In our practice, we have found this operation fairly successful in Stage III and IV Hallux Rigidus in the short and medium terms.

e) Excisional Arthroplasty:
First described by Davies-Colley (1887) and popularised by Keller (1904). The Metatarsophalangeal joint is decompressed by resecting the base of the proximal phalanx, therefore relaxing contracted soft tissues. This relieves pain and has been accepted for more advanced degenerative arthritis. It is indicated in older, more sedentary patients, household ambulators with grade 3 and 4 Hallux Rigidus.

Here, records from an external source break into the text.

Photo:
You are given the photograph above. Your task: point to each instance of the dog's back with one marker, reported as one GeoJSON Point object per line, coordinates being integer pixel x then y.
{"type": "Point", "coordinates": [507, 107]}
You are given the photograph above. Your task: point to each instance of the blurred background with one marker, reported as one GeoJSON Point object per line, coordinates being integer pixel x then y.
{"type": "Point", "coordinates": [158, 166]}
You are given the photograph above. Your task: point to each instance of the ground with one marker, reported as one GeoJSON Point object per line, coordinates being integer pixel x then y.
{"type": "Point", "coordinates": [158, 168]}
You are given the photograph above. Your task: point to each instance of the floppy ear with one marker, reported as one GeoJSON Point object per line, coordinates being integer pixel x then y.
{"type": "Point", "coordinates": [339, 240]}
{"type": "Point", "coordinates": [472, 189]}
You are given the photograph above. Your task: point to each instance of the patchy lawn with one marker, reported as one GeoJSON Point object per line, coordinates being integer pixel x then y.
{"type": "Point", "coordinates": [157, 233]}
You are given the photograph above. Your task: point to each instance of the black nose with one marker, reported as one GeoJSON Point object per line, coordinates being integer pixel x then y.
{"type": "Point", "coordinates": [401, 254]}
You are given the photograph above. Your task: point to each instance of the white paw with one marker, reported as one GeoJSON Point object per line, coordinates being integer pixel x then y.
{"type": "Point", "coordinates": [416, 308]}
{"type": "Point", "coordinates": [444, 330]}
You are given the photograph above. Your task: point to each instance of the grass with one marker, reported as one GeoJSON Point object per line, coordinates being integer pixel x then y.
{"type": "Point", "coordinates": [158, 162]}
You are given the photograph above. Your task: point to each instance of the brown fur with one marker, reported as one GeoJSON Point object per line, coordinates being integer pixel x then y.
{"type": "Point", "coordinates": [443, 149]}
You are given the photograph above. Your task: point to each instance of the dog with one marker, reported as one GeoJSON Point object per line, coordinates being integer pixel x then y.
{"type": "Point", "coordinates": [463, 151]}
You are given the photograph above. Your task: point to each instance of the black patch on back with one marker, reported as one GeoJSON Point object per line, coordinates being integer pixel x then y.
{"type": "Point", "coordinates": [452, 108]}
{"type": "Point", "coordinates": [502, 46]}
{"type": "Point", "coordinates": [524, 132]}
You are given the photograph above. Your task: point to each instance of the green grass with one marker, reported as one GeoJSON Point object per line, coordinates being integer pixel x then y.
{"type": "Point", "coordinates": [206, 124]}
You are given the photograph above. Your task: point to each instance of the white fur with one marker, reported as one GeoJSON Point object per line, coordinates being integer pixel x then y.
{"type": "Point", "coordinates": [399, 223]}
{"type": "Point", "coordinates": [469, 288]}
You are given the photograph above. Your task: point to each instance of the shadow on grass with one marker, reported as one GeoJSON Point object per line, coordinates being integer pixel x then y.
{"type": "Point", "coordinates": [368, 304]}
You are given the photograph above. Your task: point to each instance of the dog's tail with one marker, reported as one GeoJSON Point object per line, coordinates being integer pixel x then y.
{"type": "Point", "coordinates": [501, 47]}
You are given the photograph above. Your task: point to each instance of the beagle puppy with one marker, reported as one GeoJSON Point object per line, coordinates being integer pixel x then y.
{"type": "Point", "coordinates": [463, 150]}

The Hallux Rigidus is an important and frequent condition of the first MTPJ. It poses important challenges with regards to the aetiology, patho-mechanics and treatment options. Cheilectomy appears to be simple and most successful in early stages. While arthrodesis is considered the gold standard for the management of severe Hallux Rigidus, there is a problem in patients who wish to have preserved movement of the joint. For this cohort of patients, there has not been a significant positive results with the use of present implants. It is hoped that with the advancement in implant technologies, more lasting and favourable outcomes will be found.